The Curator's Dilemma
Back around the year 2000, I was running a long term multi-client research program on future of the (at the time) rapidly growing digital economy. In response to a participant’s question, I had a team working on estimating how much of human experience was being capture and stored digitally. There were about 6 billion people in the world at the time, with maybe 1 billion “on line” in some way. Remember that this was essentially pre smartphones and tablets, so there were lots of documents, emails, texts and images online, but little video. The web was only 5 years old. Google was two.
With some reasonable assumptions about levels of use, some fairly comprehensive secondary research on data traffic and stored data volumes, some simulation modelling and a few (reasonable I think) assumptions, we came up with a number—around 1 percent.
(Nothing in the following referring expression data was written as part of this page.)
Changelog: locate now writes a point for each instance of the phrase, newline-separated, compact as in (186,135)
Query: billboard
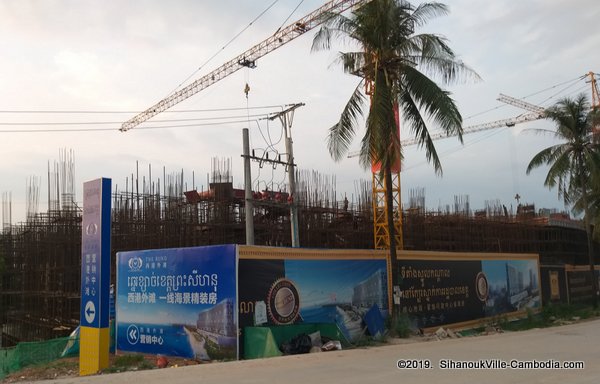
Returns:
(178,302)
(453,290)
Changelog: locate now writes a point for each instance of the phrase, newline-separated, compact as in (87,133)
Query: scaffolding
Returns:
(40,283)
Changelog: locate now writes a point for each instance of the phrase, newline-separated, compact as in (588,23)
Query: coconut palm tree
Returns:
(393,63)
(574,163)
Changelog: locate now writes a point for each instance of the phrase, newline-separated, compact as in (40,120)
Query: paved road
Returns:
(379,365)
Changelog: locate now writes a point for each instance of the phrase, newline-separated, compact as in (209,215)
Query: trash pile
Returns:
(309,343)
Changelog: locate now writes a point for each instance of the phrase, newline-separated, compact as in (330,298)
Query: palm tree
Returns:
(574,164)
(392,62)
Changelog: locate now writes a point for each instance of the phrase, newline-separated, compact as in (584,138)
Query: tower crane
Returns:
(248,59)
(535,113)
(381,234)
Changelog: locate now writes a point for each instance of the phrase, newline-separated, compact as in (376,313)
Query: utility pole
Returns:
(287,117)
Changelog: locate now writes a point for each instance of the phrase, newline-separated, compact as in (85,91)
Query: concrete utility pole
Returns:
(249,206)
(286,117)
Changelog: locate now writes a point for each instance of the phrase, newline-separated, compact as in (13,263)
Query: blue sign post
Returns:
(95,277)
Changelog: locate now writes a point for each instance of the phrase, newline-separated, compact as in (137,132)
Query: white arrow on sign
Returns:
(90,312)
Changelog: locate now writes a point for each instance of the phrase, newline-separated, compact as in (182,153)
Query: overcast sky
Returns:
(126,55)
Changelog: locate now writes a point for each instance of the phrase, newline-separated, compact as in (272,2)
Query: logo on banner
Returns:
(135,263)
(133,334)
(283,302)
(481,286)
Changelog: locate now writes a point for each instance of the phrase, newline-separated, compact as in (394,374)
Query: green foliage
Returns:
(394,62)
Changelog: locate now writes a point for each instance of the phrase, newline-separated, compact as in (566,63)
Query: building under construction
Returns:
(41,277)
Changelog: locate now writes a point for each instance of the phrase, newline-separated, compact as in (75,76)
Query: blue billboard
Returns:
(178,302)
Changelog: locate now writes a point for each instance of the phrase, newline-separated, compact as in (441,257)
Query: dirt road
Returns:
(550,346)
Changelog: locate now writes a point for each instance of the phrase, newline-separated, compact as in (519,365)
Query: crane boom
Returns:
(246,59)
(520,104)
(536,113)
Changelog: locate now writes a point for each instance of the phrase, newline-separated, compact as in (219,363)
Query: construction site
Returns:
(41,280)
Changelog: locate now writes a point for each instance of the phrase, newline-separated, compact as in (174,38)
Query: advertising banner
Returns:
(580,283)
(178,302)
(296,291)
(437,292)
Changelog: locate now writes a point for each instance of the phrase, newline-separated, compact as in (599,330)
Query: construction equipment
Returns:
(536,113)
(380,229)
(246,59)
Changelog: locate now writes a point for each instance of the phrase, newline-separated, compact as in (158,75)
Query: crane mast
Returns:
(246,59)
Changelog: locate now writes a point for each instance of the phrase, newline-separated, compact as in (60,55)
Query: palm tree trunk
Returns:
(393,260)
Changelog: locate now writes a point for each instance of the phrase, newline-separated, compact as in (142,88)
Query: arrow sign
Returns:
(90,312)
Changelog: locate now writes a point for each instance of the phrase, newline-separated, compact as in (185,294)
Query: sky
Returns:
(117,58)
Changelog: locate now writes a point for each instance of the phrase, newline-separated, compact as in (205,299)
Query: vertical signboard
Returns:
(95,277)
(178,302)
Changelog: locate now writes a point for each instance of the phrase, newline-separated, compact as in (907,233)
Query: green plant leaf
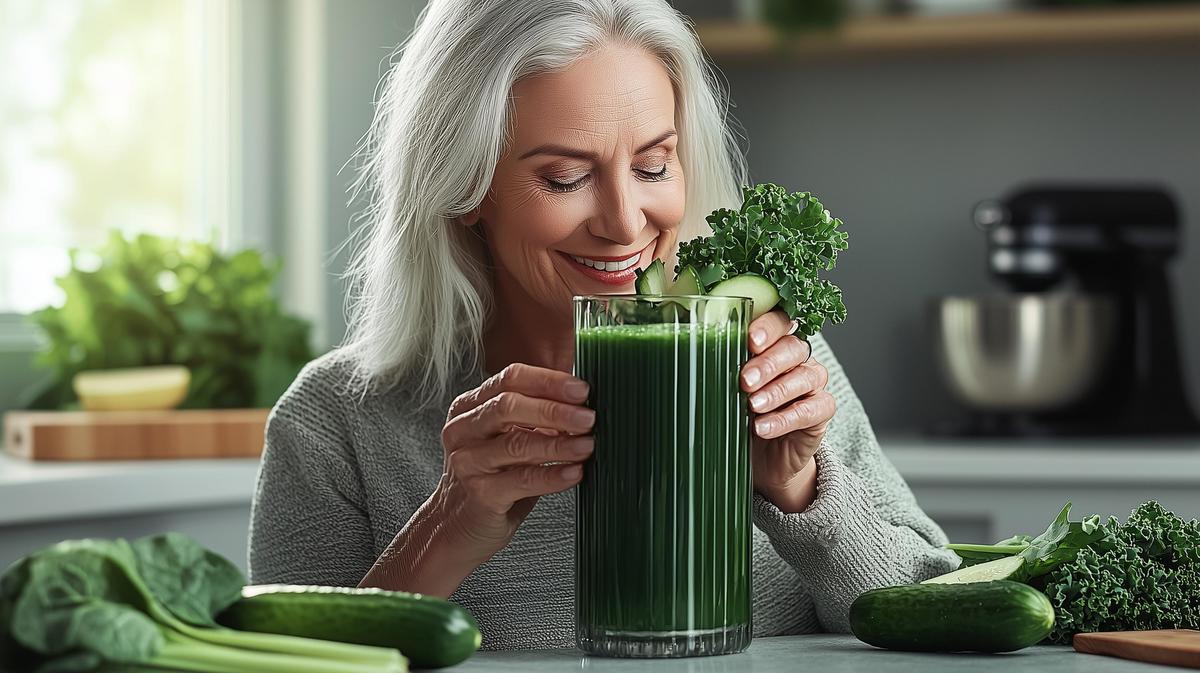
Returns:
(186,578)
(786,238)
(162,301)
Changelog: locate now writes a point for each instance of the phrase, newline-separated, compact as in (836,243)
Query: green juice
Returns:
(663,529)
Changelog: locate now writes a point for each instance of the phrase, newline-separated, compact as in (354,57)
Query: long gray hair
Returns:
(419,295)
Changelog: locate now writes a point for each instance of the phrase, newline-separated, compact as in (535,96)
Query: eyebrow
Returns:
(564,151)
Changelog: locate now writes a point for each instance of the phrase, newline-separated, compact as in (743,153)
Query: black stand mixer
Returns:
(1085,341)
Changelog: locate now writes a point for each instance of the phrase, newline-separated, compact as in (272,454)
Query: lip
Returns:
(611,277)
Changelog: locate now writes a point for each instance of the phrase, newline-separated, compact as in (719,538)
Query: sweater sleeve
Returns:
(864,529)
(307,521)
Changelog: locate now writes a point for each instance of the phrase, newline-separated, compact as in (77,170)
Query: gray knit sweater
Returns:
(341,475)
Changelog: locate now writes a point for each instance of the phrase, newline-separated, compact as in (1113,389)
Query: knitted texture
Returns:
(342,473)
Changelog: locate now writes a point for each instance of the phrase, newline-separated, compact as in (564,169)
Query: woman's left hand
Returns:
(791,410)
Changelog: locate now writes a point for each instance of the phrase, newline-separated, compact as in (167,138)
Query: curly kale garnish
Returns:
(1140,575)
(785,238)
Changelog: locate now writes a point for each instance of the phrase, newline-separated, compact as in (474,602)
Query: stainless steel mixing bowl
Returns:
(1023,352)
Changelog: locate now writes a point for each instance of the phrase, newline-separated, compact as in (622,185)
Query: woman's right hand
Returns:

With pushing 3.5 billion people online today (and a lot more devices recording what those people are doing) I wonder what the number would be today.
Back then, 99 percent of human experience was either being lost or was confined to human memory (not a great long term storage mechanism or known for its accuracy or speed of recall). Roll the calendar forward to 2016 and we are creating and storing much more information (I recently saw an estimate of over 1 TB a year for every online individual, plus another 1 TB of associated data—log files, account information and so on). With 4 billion online users by 2018, that’s a lot of data—no wonder it’s called “Big”!
And it’s growing every year as we collect more of each individual’s experience and add more connected users and more smart devices. By 2035, connected cars alone will add more data each year than the entire digital accumulation up to 2010. Data accumulation is becoming a power law of growth and humans don’t do well looking at the future of power law phenomena, which are generally rare in nature and catastrophic when they do occur.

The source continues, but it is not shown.